[Marxism] The-Opportunity-Costs-of-Socialism.pdf [not sent]

Ralph Johansen mdriscollrj at charter.net
Wed Oct 24 20:23:50 MDT 2018

MM wrote

"“The Trump chart doesn’t say what the White House seems to think 
it says,” Kliff concludes. “It isn’t telling us that 
single-payer healthcare has long wait times. If anything, it says that 
it is possible to build a single-payer system with short wait times—and 
our Medicare program has already done it.””


Thoughts on single payer which, no less than Medicare, is at best a way 
station to what everyone deserves as birthright: adequate preventive and 
curative health assistance, at commensurate costs which do not obscenely 
enrich a few. In other words, it's an arrangement which if implemented 
still masks serious shortcomings. Present single payer schemes from what 
I see would not at all disturb the over all regime of the 
pharmaceutical/medical complex in this country. We might come to the 
point where we are universally protecting each others' health, as best 
we think we can, through an insurance scheme into which everyone pays 
who is able, similar to any practical solution to a common problem like 
auto and accident or unemployment insurance. But at what hidden taxed 
costs, increased social rot and ill-health, profit-taking and related 
gross inefficiencies?

What do about systematic inflated charges, over billing, the many 
overpaid (possibly many overburdened) doctors in a system of guild 
restrictions on entry (now mitigated to the limited extent that 
substantial returns on investment allow by a less-trained phalanx of 
physicians' assistants and nurse practitioners)?
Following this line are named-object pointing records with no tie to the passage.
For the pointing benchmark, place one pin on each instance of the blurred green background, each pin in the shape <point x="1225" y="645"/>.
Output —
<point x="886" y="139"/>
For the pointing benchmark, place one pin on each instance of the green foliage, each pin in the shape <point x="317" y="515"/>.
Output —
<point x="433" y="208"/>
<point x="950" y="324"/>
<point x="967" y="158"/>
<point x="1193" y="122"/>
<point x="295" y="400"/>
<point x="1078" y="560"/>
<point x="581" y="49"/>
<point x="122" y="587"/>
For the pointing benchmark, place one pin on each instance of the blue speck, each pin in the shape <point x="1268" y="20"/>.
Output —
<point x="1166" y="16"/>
What about over-reliance on allopathic, chemical-based medicine to the 
virtual exclusion of serious peer-reviewed research on and evaluation of 
naturopathic, herb-based and other possibly more effective types of 
medicine, and the need for much greater emphasis on nutrition, 
preventive care, and on the ways in which the toxics in our food and 
environment combine to undermine health - - not to mention the 
undermining effects of social inequality?

What do about the bloated and rapidly increasing profits of clinics, 
hospitals, pharmaceutical companies, government-funded or subsidized 
institutional and university research labs, all the others who benefit 
from the profit-making subsidized, proprietary and other rights built 
into medical, biological, and other health-related research and 
marketing? All of which are hidden beneath any current health scheme. 
This may be one reason that the medical-industrial complex might 
ultimately accede inasmuch as profit-taking will still be there, on 
stilts, protected with all necessary caution in back-filling increments 
which protect their flanks, as they have to an extent elsewhere. How has 
that worked for the Scandinavian countries, or UK, France, Canada?

Another factor that is important where I live: care supply. What of the 
fact that, in small rural communities such as mine, hundreds and 
thousands of people cannot find a doctor to care for them? Doctors 
typically seek out remunerative regions in which to plant their 
practice, those large urban complexes with attractive returns on their 
investment in education, more comfortable amenities and better prospects 
for their children. Among patchwork remedies might be that medical 
schools require as a condition of scholarships or lightening the debt 
load for an education in medicine, or the federal government requires as 
a condition of license to practice, that on some equitable basis doctors 
do a far more extended period of service than mandated so far, or 
mandate total career commitment, to under-served communities. That 
includes most especially under-served, more populous communities in 
urban areas. Without some better equalizing arrangement we in poorer, 
less well-educated, isolated communities have neither the local means 
nor infrastructure to bring in competent medical staff and facilities in 
sufficient quantity and quality to maintain our health. (And by the way, 
is it possible that any adequate solution to our social and polluting 
environmental problems will mean extensive dispersal to underpopulated 
areas, exacerbating this problem as well?) The result of course is that 
rural health and that of poor urban regions lags far behind.

Looking for solutions brings up Cuba. Although I have little information 
from what I see they are gradually being forced into the capitalist, 
profit-oriented medical system, particularly as it applies to r&d and 
pharma trade and and resource access, vulnerability to profit-seeking 
capital entering to drive down costs and capture market, participation 
on competitive terms in the global, dog-eat-dog, cost-cutting 
pharmaceutical industry. Doesn't the same apply to any national plan, 
short of universal socialism, to redistribute health care costs, 
including single payer and attrition in other countries' health systems? 
Other nostalgia: remember the barefoot doctors of Maoist China?